28 gennaio 2015 08:30

Una settimana fa, prima che l’Ucraina orientale si infiammasse nuovamente, i capi della diplomazia russa, tedesca, francese e ucraina si erano riuniti a Berlino per chiedere una “cessazione delle ostilità” e il ritiro delle armi pesanti dalle zone di combattimento.

Il 21 gennaio i toni sembravano talmente incoraggianti da spingere il ministro degli esteri tedesco a parlare di “progressi concreti”. Il giorno dopo, però, i combattimenti sono ripresi a Lugansk e Donetsk, dove l’aeroporto è stato abbandonato dalle truppe ucraine. Sabato i separatisti filorussi hanno bombardato la città di Mariupol, fino ad allora risparmiata da una guerra (perché di guerra si tratta) che da aprile ha già fatto cinquemila morti.

La caduta di Mariupol permetterebbe ai separatisti, e di conseguenza alla Russia, di creare lungo la costa del mare di Azov una continuità territoriale tra le regioni orientali controllate dai ribelli e la Crimea annessa da Mosca. Siamo pericolosamente vicini a un’escalation del conflitto. Vladimir Putin ha definito l’esercito ucraino una “legione straniera al servizio della Nato”, mentre Barack Obama ha promesso di “aumentare la pressione” sulla Russia, che giovedì potrebbe essere colpita da nuove sanzioni dell’Unione europea.
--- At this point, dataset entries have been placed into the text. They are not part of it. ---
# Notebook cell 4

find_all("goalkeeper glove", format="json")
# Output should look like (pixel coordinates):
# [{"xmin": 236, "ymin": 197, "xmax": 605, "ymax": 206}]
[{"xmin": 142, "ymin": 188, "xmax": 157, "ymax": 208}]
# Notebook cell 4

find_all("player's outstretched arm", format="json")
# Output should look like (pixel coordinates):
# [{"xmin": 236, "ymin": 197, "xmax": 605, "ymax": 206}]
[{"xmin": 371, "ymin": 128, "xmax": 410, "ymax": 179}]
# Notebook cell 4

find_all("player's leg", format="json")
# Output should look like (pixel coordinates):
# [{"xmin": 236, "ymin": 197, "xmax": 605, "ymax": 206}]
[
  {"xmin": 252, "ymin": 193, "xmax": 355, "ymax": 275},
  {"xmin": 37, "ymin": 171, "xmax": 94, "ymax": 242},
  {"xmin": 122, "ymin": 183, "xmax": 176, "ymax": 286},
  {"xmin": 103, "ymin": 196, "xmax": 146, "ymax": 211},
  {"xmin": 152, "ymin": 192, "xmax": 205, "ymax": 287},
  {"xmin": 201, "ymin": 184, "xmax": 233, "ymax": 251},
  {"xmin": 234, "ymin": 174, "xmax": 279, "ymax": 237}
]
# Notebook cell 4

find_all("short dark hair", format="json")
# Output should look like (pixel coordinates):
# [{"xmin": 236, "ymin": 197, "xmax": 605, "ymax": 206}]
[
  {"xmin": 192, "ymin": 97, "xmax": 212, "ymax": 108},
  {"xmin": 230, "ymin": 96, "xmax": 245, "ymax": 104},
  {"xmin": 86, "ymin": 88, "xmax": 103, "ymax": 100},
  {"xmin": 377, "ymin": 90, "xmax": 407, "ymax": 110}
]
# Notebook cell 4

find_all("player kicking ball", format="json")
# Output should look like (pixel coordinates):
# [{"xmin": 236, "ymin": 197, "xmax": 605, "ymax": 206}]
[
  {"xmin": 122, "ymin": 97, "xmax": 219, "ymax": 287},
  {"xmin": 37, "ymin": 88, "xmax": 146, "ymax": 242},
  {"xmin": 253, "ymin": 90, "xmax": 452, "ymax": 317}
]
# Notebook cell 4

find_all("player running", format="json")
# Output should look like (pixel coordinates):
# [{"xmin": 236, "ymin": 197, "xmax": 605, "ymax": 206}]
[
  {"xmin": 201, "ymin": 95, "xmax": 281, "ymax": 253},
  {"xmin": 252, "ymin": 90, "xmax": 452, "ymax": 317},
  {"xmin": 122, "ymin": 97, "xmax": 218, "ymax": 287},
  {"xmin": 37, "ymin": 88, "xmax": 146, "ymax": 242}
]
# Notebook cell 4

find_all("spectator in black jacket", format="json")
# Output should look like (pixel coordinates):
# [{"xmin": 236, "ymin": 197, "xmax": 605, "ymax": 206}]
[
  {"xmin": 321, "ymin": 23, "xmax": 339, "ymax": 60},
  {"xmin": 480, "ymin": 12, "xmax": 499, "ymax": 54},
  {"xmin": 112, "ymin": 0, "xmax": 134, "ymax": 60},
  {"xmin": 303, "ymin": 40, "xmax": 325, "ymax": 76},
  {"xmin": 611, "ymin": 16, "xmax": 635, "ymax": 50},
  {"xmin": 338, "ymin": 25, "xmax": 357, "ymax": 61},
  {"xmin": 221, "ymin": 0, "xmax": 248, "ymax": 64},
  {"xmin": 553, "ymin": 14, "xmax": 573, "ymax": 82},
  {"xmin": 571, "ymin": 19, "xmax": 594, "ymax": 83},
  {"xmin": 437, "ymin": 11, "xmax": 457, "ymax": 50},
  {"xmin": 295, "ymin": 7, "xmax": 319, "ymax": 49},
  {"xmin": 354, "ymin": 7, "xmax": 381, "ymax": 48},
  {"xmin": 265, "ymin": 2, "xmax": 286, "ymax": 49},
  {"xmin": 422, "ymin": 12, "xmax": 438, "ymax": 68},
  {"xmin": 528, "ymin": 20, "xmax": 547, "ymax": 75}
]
È in moto un meccanismo perverso che penalizzerà inevitabilmente tutte le parti coinvolte. L’Ucraina, allo stremo dal punto di vista economico e militarmente incapace di resistere all’esercito russo, sprofonda sempre di più in un caos da cui nessun aiuto economico potrà tirarla fuori. La situazione della Russia è ancora più grave. Venerdì scorso il vicepremier Igor Shuvalov ha dichiarato che il paese deve affrontare una “crisi più duratura e più difficile di quella del 2008-2009”, quando il crollo di Wall street aveva provocato un calo del 7,9 per cento del prodotto interno lordo russo. Tra il crollo del prezzo del petrolio, le sanzioni già in atto e una fuga di capitali sempre più massiccia, la Russia avanza verso la catastrofe. Gli europei, dal canto loro, non avrebbero nulla da guadagnare dalla chiusura del mercato russo, su cui hanno grossi interessi (Germania e Francia su tutti).

Bisogna fermare questo ingranaggio prima che sia troppo tardi. François Hollande e Angela Merkel ci stanno provando, ma l’impresa appare disperata. L’Ucraina non è incline a fare concessioni, perché non può continuare a farsi smembrare senza reagire. Vladimir Putin non può fare un passo indietro prima di aver ottenuto concessioni chiare da esibire davanti a una popolazione il cui sostegno non durerà in eterno. Quanto agli europei, non possono impegnarsi a chiudere le porte della Nato all’Ucraina forzandone la trasformazione in uno stato federale fino a quando il Cremlino continuerà ad armare e finanziare i separatisti.

La situazione è palesemente bloccata, e solo una proposta di compromesso globale, magari su iniziativa proprio di Francia e Germania, potrebbe frenare la corsa verso l’abisso.